Grease vs Anti-Seize

cannondale king":3fdx4icw said:
but stevePSD treadlock relies on electrolitic corrosion to be set off like steel on alu creates by being two disimular metals(small electical charge that passes between metals that are different ie how batterys work for those who didn't know) arrhhh the debate is on any way copper slip works well and at the end of the day its a bike not a rolls royce olympus marine engine they are two completly different kettels of fish due to the introduction of saline solutions in the working atmostphire god i picked up some usless info while i was in the navy :lol: :lol: :lol: :lol: :lol: :lol:

Merchant or Royal cannondale king?
 
cannondale king":1qlhhrju said:
but stevePSD treadlock relies on electrolitic corrosion to be set off like steel on alu creates by being two disimular metals(small electical charge that passes between metals that are different ie how batterys work for those who didn't know) arrhhh the debate is on any way copper slip works well and at the end of the day its a bike not a rolls royce olympus marine engine they are two completly different kettels of fish due to the introduction of saline solutions in the working atmostphire god i picked up some usless info while i was in the navy :lol: :lol: :lol: :lol: :lol: :lol:

But one should add, we may have a lot of salt on our roads during winter, and we may get a lot of corrosion and seizing due to wet winter roads which are gritted and such, my mates M2 was pitted around the dropouts, BB and headtube, seat post and BB seized. Some commuting bikes put up with a lot.

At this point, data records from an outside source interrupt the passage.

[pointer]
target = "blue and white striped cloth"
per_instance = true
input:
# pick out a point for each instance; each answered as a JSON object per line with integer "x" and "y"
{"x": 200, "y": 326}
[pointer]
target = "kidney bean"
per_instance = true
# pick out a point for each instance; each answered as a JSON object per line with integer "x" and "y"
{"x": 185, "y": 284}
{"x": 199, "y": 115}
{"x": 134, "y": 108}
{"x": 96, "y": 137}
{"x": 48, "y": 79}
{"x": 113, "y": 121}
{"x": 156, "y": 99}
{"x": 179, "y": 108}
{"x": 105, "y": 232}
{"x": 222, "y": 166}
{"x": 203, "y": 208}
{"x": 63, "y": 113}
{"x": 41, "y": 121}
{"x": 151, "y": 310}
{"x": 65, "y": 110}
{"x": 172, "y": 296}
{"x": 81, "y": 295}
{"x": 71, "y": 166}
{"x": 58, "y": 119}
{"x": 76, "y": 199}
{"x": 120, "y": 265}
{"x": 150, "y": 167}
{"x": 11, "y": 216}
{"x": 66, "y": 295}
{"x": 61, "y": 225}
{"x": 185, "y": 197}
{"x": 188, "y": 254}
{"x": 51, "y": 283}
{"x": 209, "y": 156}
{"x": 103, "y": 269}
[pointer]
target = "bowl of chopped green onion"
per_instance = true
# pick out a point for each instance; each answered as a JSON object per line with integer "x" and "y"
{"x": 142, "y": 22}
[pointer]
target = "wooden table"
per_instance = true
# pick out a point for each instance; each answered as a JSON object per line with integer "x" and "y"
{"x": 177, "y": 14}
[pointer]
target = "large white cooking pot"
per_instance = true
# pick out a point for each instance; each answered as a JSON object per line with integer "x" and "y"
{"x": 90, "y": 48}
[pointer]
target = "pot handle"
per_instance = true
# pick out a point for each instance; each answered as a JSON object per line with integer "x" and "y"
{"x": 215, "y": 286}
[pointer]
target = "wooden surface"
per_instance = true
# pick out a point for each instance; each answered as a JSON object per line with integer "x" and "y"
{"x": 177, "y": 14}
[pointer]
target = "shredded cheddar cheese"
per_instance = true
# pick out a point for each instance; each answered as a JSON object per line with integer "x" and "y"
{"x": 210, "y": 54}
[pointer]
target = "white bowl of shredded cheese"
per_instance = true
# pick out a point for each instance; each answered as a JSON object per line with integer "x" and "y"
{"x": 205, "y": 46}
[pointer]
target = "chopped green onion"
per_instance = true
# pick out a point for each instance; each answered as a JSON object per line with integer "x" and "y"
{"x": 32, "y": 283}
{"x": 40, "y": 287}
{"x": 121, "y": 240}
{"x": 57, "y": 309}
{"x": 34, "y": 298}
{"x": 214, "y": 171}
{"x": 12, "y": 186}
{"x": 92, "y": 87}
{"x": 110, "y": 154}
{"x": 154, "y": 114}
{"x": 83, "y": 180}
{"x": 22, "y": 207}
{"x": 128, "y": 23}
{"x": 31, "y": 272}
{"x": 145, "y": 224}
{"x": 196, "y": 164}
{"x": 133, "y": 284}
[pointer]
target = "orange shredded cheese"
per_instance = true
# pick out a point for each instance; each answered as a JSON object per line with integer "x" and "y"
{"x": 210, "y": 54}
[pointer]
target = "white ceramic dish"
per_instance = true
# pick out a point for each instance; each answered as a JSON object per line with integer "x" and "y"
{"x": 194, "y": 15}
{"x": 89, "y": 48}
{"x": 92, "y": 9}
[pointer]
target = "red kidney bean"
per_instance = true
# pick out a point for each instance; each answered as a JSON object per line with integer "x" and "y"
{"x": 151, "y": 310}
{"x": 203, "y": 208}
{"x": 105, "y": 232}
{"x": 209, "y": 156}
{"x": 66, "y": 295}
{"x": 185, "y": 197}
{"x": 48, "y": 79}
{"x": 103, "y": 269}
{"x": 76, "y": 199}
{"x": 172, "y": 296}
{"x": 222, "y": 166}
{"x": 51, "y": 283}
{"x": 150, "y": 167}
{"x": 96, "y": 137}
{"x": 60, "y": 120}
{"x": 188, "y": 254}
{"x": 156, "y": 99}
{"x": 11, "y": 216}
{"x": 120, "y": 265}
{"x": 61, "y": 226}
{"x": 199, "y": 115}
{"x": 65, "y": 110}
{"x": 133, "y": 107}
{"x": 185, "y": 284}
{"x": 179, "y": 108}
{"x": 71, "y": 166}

I myself prefer copper slip, and I have a thicker rougher compound anti seize for Ti, though regular maintenance and regular grease with regular cleaning also does the job in most cases. The worst materials I have found for putting together have been M2 metal matrix, carbon and titanium, though cheap alloy fixings can be a bugger too, most of the problems arise with these materials due to lack of grease or inappropriate compound being used, to just being poorly looked after and badly fitted. like all bike parts these materials benefit from regular removing,cleaning and maintenance.
 
cannondale king":1wkzoknr said:
but stevePSD treadlock relies on electrolitic corrosion to be set off like steel on alu creates by being two disimular metals :lol: :lol: :lol: :lol: :lol: :lol:

Threadlocking compounds are anaerobic adhesives - ie. it is the exclusion of oxygen that initiates curing. Thats why the bottles they are supplied in are so large for the quantity they actually contain - to reduce the possibility of curing in the container.
 
Icase you don't know Titanium and stainless( I believe I was told) has tiny spikes and troughs, the spikes can the break off and cause the sufaces to seize.

I watched an open uni programme years ago where they had two pieces of titanium on a jig and erm jiggled them about, iin the end they welded themselves to each other and that could not be broken easily...

Copperslip is supposed to fill the gaps and that is what stops the seizing...

I even had a set of wheels built and had copperslip put on the pokes before building.. best wheels I have ever used......
 
South Bound":3hytbz7w said:
Am nearly at the stage of putting all the bits of my project together and have a healthy mix of steel, Alu and Ti bits to put together. I some some decent quality grease, but is there anything special I should be using anywhere?

I get Anti-seize for Ti-parts, and grease for everything else...and I don't overtighten...oh yeah, and I untighten, clean and relube every now & then.

and like a few others have stated, go with the universal stuff to avoid markups for bike specific stuff, unless you don't do it often, the give some support to the bike specific stuff and it should last you a while anyway.
 
I only ever use antiseize when both surfaces are Ti, otherwise I just use a teflon-based grease.